Abstract 598: Utilization of Meditope Biosciences SnAP technology to enhance antibody internalization

Abstract

Abstract Therapeutic antibodies can bind to cell-surface receptors, prompting receptor internalization and effectively blocking further stimulation by the cognate receptor ligands. Receptor internalization is also exploited by antibody-drug conjugates (ADC) to promote effective delivery of cytotoxic payload to the inside of the cell. Meditope Biosciences has developed a way to use its SnAP (Site-specfi novel Antibody Platform) technology to promote enhanced internalization of antibody receptor complexes. The Meditope's SnAP technology functionally enables antibodies to bind to specific peptides, termed “meditopes’, and this property can be used to directly facilitate receptor crosslinking when meditope enabled antibodies are bound to cell surface receptors. Here we show that the affinity of the meditope enabled antibodies (trastuzumab anti-HER2 and gemtuzumab anti-CD33) for cell surface receptors results in the formation of an antibody receptor complex that can be detected by native gel electrophoresis and gel filtration.
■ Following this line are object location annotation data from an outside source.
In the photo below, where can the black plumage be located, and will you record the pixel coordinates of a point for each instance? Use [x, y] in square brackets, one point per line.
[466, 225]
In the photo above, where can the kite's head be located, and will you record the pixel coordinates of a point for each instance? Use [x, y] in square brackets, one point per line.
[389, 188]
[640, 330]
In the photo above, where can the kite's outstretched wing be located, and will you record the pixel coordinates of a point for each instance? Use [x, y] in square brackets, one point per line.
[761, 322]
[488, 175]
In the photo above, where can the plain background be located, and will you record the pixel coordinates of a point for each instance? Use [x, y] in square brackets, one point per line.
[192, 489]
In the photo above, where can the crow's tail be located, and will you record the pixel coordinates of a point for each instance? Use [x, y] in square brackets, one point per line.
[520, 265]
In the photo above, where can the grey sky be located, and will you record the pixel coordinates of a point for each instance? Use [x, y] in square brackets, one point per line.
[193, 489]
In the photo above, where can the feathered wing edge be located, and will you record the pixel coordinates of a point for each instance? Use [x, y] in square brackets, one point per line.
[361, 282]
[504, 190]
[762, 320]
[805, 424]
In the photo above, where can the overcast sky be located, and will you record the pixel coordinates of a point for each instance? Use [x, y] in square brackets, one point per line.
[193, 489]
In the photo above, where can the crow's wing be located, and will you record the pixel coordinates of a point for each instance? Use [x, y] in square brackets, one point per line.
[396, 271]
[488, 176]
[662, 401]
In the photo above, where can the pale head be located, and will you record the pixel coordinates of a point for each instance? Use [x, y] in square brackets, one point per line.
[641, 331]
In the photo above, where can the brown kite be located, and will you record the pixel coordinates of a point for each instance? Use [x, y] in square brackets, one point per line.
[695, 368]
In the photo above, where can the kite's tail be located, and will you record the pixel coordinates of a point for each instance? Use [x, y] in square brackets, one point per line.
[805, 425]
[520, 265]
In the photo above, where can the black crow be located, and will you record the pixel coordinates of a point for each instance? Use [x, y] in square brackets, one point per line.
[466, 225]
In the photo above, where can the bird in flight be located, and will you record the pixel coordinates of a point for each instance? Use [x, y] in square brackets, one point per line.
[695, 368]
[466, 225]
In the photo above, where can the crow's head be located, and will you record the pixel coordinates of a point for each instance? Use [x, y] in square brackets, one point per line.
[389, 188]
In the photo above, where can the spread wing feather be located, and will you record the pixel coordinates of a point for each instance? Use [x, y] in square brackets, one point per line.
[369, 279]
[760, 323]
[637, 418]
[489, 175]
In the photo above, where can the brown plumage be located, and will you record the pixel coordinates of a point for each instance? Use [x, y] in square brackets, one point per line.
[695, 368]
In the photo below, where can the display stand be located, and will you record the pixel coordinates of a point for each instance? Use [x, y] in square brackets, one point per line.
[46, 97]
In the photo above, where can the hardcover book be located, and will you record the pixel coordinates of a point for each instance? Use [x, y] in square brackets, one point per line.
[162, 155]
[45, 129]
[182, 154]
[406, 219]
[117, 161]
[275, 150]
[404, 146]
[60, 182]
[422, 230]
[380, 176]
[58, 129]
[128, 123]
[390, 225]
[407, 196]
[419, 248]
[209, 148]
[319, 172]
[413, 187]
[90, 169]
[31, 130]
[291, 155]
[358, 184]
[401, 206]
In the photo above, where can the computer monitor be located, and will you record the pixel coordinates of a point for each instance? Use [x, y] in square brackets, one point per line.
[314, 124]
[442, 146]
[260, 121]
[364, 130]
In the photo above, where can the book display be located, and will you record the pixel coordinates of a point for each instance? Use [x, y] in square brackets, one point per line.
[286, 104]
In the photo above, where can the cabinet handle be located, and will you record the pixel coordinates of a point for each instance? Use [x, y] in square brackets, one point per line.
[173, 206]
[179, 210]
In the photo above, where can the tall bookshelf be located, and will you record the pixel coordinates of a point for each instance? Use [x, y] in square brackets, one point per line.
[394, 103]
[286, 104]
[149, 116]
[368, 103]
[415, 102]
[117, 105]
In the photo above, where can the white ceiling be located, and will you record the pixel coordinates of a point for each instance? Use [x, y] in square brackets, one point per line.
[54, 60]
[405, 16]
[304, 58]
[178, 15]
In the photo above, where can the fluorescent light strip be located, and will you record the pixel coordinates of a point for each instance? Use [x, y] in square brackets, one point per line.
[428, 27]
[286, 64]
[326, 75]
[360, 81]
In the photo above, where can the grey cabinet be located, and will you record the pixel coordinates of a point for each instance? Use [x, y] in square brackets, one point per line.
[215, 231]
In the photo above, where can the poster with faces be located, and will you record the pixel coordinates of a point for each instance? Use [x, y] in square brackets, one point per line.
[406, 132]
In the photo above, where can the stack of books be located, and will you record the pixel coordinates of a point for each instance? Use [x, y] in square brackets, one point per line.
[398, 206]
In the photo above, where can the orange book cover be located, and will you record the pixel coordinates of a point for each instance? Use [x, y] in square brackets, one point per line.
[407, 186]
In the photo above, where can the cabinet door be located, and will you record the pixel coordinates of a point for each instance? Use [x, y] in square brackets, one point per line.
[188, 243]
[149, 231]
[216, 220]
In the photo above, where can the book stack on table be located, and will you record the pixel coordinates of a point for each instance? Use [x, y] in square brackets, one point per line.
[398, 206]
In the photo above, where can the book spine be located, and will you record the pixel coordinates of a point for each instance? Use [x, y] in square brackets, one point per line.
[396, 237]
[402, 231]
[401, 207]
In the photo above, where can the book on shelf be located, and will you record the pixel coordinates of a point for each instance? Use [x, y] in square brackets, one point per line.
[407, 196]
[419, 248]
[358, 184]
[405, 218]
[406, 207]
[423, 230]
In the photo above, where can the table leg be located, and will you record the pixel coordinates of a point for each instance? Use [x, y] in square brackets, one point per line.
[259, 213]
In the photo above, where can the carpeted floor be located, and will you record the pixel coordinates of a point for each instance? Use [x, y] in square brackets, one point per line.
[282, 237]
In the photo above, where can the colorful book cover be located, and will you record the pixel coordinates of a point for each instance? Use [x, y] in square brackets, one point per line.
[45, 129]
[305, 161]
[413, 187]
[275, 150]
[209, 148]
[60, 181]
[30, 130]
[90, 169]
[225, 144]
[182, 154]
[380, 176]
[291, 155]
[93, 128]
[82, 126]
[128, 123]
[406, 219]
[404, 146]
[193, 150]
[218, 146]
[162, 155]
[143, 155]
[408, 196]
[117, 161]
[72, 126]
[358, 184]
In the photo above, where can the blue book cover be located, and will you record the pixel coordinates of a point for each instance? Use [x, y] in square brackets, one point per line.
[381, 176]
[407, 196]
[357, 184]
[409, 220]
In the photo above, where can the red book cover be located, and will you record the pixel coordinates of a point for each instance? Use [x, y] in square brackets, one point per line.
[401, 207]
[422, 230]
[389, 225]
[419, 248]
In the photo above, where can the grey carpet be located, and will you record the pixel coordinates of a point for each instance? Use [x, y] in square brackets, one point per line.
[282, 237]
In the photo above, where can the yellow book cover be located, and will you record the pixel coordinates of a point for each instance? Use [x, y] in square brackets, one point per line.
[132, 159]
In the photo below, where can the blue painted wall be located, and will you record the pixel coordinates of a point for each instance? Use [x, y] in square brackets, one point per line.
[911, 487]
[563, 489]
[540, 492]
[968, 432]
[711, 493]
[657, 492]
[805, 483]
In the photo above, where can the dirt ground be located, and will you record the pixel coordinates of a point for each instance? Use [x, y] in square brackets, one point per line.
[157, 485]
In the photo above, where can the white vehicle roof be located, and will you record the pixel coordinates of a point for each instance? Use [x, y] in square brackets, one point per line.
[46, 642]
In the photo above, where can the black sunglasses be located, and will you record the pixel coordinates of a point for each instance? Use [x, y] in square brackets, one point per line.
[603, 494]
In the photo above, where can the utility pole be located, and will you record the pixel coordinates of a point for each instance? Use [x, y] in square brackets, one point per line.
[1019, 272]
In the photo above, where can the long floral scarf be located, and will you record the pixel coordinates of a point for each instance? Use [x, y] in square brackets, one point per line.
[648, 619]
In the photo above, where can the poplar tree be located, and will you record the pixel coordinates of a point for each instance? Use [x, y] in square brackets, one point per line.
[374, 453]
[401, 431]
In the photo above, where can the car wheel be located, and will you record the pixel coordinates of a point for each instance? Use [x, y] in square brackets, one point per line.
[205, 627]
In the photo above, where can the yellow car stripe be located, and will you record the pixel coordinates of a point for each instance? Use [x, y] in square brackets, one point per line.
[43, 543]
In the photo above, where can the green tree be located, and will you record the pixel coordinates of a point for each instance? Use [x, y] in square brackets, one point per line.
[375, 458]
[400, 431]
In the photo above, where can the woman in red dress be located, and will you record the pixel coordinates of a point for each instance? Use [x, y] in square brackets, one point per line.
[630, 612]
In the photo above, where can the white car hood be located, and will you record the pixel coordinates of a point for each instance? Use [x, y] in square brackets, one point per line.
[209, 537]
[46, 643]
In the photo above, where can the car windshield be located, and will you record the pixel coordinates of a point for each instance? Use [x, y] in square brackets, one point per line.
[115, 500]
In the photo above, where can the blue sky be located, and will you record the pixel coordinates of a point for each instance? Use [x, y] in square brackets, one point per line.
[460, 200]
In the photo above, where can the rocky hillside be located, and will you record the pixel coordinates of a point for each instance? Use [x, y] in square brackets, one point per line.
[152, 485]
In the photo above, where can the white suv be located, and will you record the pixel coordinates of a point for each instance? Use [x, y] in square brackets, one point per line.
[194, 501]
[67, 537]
Binding of the meditope peptide to the enabled antibody does not interfere with normal antigen-antibody interaction and the formation of the peptide bound antibody:receptor complexes results in accelerated internalization of the complex, as shown by decreased surface fluorescence of Alexa 488-labeled SnAP peptides as well as by increased pHrodo-Red increased fluorescence of internalized antibodies when they reach the endosomal compartment. Finally, as a result this increased internalization, the downregulation of specific antibody mediated signaling events are much more effectively downregulated in the presence of the meditope peptide complex as compared to the antibody alone. Citation Format: Calin D. Dumitru, Elisabeth Gardiner, John Williams, Cindy Zer. Utilization of Meditope Biosciences SnAP technology to enhance antibody internalization. [abstract]. In: Proceedings of the 107th Annual Meeting of the American Association for Cancer Research; 2016 Apr 16-20; New Orleans, LA. Philadelphia (PA): AACR; Cancer Res 2016;76(14 Suppl):Abstract nr 598.